Après un voyage en Afrique où Hae-mi cherche à satisfaire ce qu'elle appelle la Grande Faim - un nom pour la faim existentielle - elle retourne à Séoul avec une amie sud-coréenne qui a un impact inhabituel quand elle sourit et quand elle bâille, quand elle est un monologue. Millionnaire et insouciant, Ben est décrit par Jong-su comme un Gatsby, c'est-à-dire un mystère, et comme nous le connaissons mieux, il en vient à donner l'impression d'une chose insupportable. Dans une scène, Ben compare la cuisine à une sorte de dieu. Créer des plats lui donne l'impression d'être une divinité qui invente ses propres suppliants et les mange ensuite. Plus tard, Ben avoue à Jong-su qu'il aime un passe-temps étrange : brûler des serres. Le complexe divin de Ben transformera l'histoire d'une étude apparente de la masculinité à l'ancienne en une énigme sur la réalité elle-même : ce que Jong-su vit est-il une revanche ou un rêve, Ben est-il immortel, une réflexion déformée ? Les questions se chevauchent et, avec elles, les thèmes.
Tout au long du film, nous remarquons la misogynie de Jong-su en petites actions, de la recherche de l'homme de la maison pour signer une pétition à la demande de Hae-mi de garder ses vêtements devant les autres. Lee ne cherche pas à faire une infopublicité contre le féminicide, mais il démontre l'omniprésence du phénomène dans une société où, d'ailleurs, il y a une nette rivalité de classe. Ben traite souvent Hae-mi et Jong-su comme un divertissement pour lui-même ou ses amis riches et s'ennuie souvent avec eux. La famille et l'héritage - les répétitions - sont également abordés, mais il vaut peut-être mieux que les téléspectateurs découvrent par eux-mêmes ce que nous disent les relations de Jong-su avec son père, un homme violent, et sa mère, une femme qu'il n'a pas vue depuis plus de 15 ans.

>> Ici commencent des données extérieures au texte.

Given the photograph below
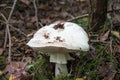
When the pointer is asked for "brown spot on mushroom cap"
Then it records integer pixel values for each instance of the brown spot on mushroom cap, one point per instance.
(59, 26)
(59, 39)
(46, 36)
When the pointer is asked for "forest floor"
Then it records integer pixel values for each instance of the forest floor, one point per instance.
(20, 19)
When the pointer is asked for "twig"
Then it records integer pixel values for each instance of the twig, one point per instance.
(18, 30)
(5, 41)
(36, 14)
(8, 30)
(85, 15)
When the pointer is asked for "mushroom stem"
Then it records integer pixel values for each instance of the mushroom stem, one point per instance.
(60, 70)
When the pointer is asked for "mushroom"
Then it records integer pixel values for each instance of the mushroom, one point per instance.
(57, 40)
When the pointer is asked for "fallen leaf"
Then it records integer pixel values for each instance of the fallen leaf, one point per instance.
(12, 77)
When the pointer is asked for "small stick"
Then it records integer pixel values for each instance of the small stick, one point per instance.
(85, 15)
(8, 30)
(36, 14)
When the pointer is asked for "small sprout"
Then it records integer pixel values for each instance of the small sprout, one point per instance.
(46, 36)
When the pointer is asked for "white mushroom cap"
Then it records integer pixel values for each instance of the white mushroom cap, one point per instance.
(60, 37)
(57, 39)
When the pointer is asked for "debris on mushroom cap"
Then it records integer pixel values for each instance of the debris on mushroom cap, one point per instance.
(66, 35)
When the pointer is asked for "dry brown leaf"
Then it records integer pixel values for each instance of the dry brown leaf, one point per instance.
(1, 51)
(116, 34)
(27, 2)
(104, 37)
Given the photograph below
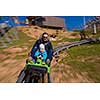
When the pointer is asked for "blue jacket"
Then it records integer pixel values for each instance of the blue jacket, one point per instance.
(43, 54)
(48, 48)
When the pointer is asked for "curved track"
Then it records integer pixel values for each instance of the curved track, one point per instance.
(58, 49)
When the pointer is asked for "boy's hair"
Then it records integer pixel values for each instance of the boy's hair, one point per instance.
(42, 46)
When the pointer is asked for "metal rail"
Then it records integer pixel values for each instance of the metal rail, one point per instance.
(67, 46)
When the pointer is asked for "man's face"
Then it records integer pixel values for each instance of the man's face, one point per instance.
(45, 38)
(41, 49)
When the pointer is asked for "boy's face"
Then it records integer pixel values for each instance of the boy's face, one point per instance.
(41, 49)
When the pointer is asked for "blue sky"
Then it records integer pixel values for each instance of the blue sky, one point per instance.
(75, 22)
(71, 22)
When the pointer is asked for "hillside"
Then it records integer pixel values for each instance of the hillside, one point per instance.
(78, 64)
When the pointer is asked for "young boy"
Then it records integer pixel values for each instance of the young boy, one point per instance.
(41, 53)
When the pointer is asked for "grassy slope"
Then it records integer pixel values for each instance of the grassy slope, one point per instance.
(85, 58)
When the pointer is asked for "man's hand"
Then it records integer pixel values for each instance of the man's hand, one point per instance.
(48, 61)
(30, 58)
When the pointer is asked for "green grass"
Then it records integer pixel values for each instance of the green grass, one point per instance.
(85, 58)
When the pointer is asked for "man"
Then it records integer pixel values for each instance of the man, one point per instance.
(48, 46)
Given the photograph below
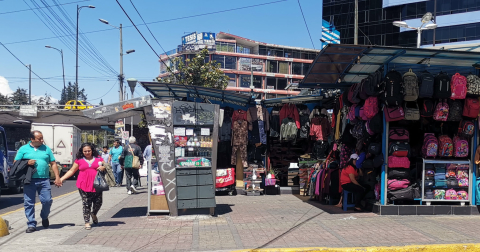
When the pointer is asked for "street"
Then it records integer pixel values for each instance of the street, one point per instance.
(11, 202)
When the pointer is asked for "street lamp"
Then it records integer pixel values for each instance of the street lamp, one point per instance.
(120, 77)
(76, 51)
(425, 19)
(63, 66)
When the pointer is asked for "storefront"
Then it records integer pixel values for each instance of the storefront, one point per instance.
(413, 117)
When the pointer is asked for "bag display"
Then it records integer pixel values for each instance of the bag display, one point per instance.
(442, 89)
(393, 114)
(455, 109)
(471, 107)
(445, 146)
(394, 90)
(398, 134)
(398, 162)
(100, 184)
(399, 149)
(441, 111)
(410, 83)
(473, 85)
(395, 184)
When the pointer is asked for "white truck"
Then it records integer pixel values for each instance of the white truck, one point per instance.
(63, 139)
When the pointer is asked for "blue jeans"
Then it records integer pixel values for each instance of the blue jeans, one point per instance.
(42, 186)
(117, 172)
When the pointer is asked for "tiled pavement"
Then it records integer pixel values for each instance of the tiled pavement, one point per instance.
(269, 222)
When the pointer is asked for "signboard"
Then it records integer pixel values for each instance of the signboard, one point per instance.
(28, 110)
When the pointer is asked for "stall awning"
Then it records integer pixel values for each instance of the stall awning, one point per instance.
(338, 66)
(160, 90)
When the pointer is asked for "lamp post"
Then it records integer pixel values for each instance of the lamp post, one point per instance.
(120, 76)
(76, 51)
(425, 19)
(63, 66)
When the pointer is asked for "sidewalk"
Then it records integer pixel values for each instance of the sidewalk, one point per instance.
(243, 222)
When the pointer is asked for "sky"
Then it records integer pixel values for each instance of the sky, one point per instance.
(25, 35)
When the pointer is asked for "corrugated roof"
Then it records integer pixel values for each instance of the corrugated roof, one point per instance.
(338, 66)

Bien sûr, le centre du film est ce que nous ne savons pas, et Lee essaie de faire en sorte que son style reflète ce motif. Il n'est jamais tout à fait clair pour quel crime le père de Jong-su est jugé, mais Lee exprime son caractère en nous montrant ses couteaux. Les thèmes sont suggérés dans des conversations en apparence triviales ou dans des actions aussi mystérieuses qu'une danse érotique de la liberté. Nous sommes souvent confrontés à des actions répétées par différents personnages et nous nous demandons s'ils nous parlent du patrimoine ou de la nature de l'histoire. Peut-être les deux. Ou ni l'un ni l'autre. La clarté serait une menace pour Burning et peut-être pour ses téléspectateurs. A une époque où le cinéma narratif tend plus que jamais à l'évidence, Burning reprend le style d'Antonioni dans L'Aventure (L'avventura, 1960), qui raconte sans en dire assez et regarde comme il parle trop. Burning fait partie du programme du 9e Festival international du film de l'UNAM. Vous pouvez voir les activités ici.